Neutrinos are uncharged elementary particles that rarely interact with other particles and may or may not lack mass.
“Neutrinos have been very mysterious,” Erwin said. “We have believed for many years that they have no mass.”
Matter decaying radioactively will give off the harmless neutrinos as they pass through the soil beneath Wisconsin residents over the course of the next few weeks.
“So far the beam has been working as designed,” University of Minnesota-Twin Cities physics professor Ken Heller said.
The University of Minnesota is home to many of the scientists working on this experiment with Erwin as the only representative from UW.
The “far detector” in Soudan has been operating for more than a year, according to Heller, and thus far scientists have seen only cosmic ray events there. Heller added he expects the Soudan laboratory to begin detecting the neutrino beam sometime near the end of March.
“It depends a little bit on the details of bringing up the beam,” Heller said. “We want to be careful in bringing the neutrino beam up — it’s a very high-intensity beam.”
Erwin said he hopes the experiment will continue to provide evidence for the supposed mass of neutrinos, opening the door to exciting possibilities concerning the makeup of the universe.

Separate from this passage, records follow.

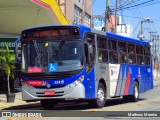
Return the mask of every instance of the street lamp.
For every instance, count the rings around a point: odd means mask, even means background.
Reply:
[[[143,34],[143,23],[144,22],[151,23],[153,21],[151,21],[150,18],[144,18],[144,20],[141,21],[141,30],[140,30],[139,35],[138,35],[138,38],[140,40],[142,40],[143,38],[145,38],[145,35]]]

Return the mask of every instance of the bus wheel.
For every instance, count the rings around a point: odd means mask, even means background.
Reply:
[[[133,95],[123,96],[125,102],[137,102],[139,100],[139,86],[138,83],[134,83]]]
[[[58,102],[54,100],[41,100],[41,105],[46,110],[52,110],[53,106],[57,105]]]
[[[131,101],[137,102],[139,100],[139,86],[137,82],[134,82],[134,91],[133,95],[131,95]]]
[[[102,83],[99,83],[97,89],[97,98],[90,101],[92,107],[102,108],[106,103],[106,91]]]

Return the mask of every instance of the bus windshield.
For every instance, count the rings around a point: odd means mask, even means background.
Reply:
[[[22,43],[22,72],[65,72],[83,67],[82,41]]]

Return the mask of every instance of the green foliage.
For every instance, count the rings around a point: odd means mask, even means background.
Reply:
[[[8,80],[8,92],[10,93],[9,78],[14,78],[15,55],[10,53],[8,45],[0,49],[0,70],[4,71]]]

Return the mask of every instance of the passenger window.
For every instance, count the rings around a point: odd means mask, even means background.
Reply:
[[[118,42],[118,52],[127,52],[126,43]]]
[[[99,62],[108,62],[108,51],[107,50],[99,50],[98,60],[99,60]]]
[[[118,53],[115,51],[109,52],[109,58],[111,63],[118,63]]]
[[[128,53],[136,53],[136,47],[134,44],[128,44]]]
[[[117,41],[116,40],[114,40],[114,39],[109,39],[108,40],[108,44],[109,44],[109,49],[110,50],[117,50]]]
[[[108,62],[107,39],[104,37],[98,36],[97,44],[98,44],[98,61]]]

“As they travel, they change their ‘flavor,’ like a fox changing into a coyote or something” Erwin said, adding the only theoretical way neutrinos can change their nature is to have mass.
According to Erwin, there is a huge amount of missing matter in the universe not accounted for in visible matter and the discovery of neutrino mass could impact this theory.

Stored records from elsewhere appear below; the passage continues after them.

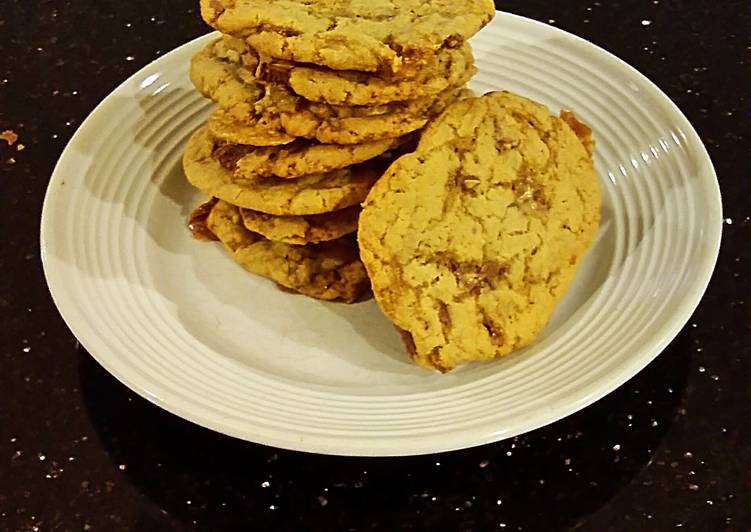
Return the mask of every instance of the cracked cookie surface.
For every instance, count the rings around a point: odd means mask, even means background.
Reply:
[[[365,199],[386,165],[386,161],[377,160],[298,179],[238,179],[234,166],[239,157],[234,148],[217,146],[207,129],[199,128],[185,147],[185,176],[209,196],[267,214],[320,214],[356,205]]]
[[[263,86],[253,81],[254,71],[239,55],[228,52],[223,39],[209,43],[190,61],[190,80],[198,92],[236,118],[251,116],[263,98]]]
[[[441,50],[435,68],[425,69],[415,78],[383,79],[355,71],[337,71],[296,63],[259,66],[274,81],[282,82],[297,94],[314,102],[332,105],[381,105],[390,102],[435,96],[452,87],[464,85],[476,69],[467,43],[459,48]]]
[[[243,147],[246,155],[236,163],[239,177],[299,178],[308,174],[331,172],[362,163],[400,145],[400,139],[376,140],[340,146],[298,140],[283,147]]]
[[[203,19],[261,54],[409,77],[495,14],[490,0],[201,0]]]
[[[224,201],[213,206],[206,225],[243,268],[287,289],[347,303],[368,291],[368,277],[351,237],[307,246],[272,242],[246,229],[240,210]]]
[[[311,244],[335,240],[357,231],[360,206],[309,216],[274,216],[240,209],[243,224],[269,240],[287,244]]]
[[[451,105],[363,205],[358,240],[383,312],[422,366],[448,371],[531,343],[599,224],[585,139],[542,105]]]

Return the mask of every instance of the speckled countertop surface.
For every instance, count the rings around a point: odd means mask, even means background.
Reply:
[[[654,80],[719,174],[715,276],[658,359],[548,428],[440,456],[346,459],[233,440],[140,399],[77,344],[39,257],[45,186],[117,84],[207,31],[197,2],[0,10],[0,530],[751,529],[751,12],[747,1],[512,1]],[[71,206],[75,208],[75,206]]]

“We look out and we see galaxies and planets and we know what the sum total is, and the stuff we see is just 5 percent of [that] total,” he said.

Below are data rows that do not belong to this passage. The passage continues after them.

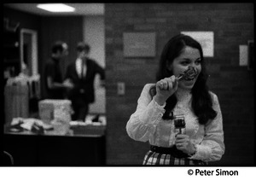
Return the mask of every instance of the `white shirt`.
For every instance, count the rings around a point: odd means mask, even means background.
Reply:
[[[137,101],[136,112],[131,114],[126,125],[129,136],[136,141],[147,142],[159,147],[172,147],[175,144],[173,120],[163,120],[164,106],[160,106],[149,94],[153,84],[144,86]],[[195,144],[196,153],[190,159],[204,161],[219,160],[224,153],[222,113],[218,97],[210,92],[212,108],[217,112],[211,123],[200,125],[197,117],[191,110],[190,93],[177,94],[177,102],[174,114],[183,114],[186,123],[186,135]]]
[[[77,70],[77,73],[79,74],[79,77],[82,78],[82,59],[80,59],[80,58],[78,58],[76,60],[76,70]],[[85,77],[86,71],[87,71],[86,63],[84,66],[84,77]]]

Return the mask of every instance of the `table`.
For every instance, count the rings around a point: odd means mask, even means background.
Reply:
[[[66,136],[4,131],[3,148],[17,166],[98,166],[106,164],[105,128]],[[85,127],[86,129],[86,127]],[[95,131],[92,131],[95,130]]]

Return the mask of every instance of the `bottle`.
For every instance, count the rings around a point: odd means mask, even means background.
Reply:
[[[186,134],[186,123],[183,114],[174,116],[175,134]]]

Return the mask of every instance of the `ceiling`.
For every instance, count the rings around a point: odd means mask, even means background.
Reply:
[[[37,8],[38,3],[4,3],[3,6],[42,16],[52,15],[103,15],[104,3],[65,3],[75,8],[75,12],[52,13]]]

Erwin credits scientists in Japan for paving the way for American scientists in the field of neutrino science.
“The Japanese have been tracking down this thing with cosmic rays from outer space that hit the upper atmosphere and [then] make neutrinos up there,” Erwin said. “They have been comparing the neutrinos that have come from the other side of the world with the ones that have come from this side. They’re the pioneers.”
Experiments in Japan have been concentrated on neutrinos in the atmosphere derived from the sun, the first place neutrinos were noticed.
“The Japanese are pretty excited about it,” Erwin said. “It’s the first time they’ve been the leaders in something this exciting.”
Expressing his enthusiasm over the upcoming experiment, Erwin stressed, “this changes everything we’ve been thinking for the last 50 years.”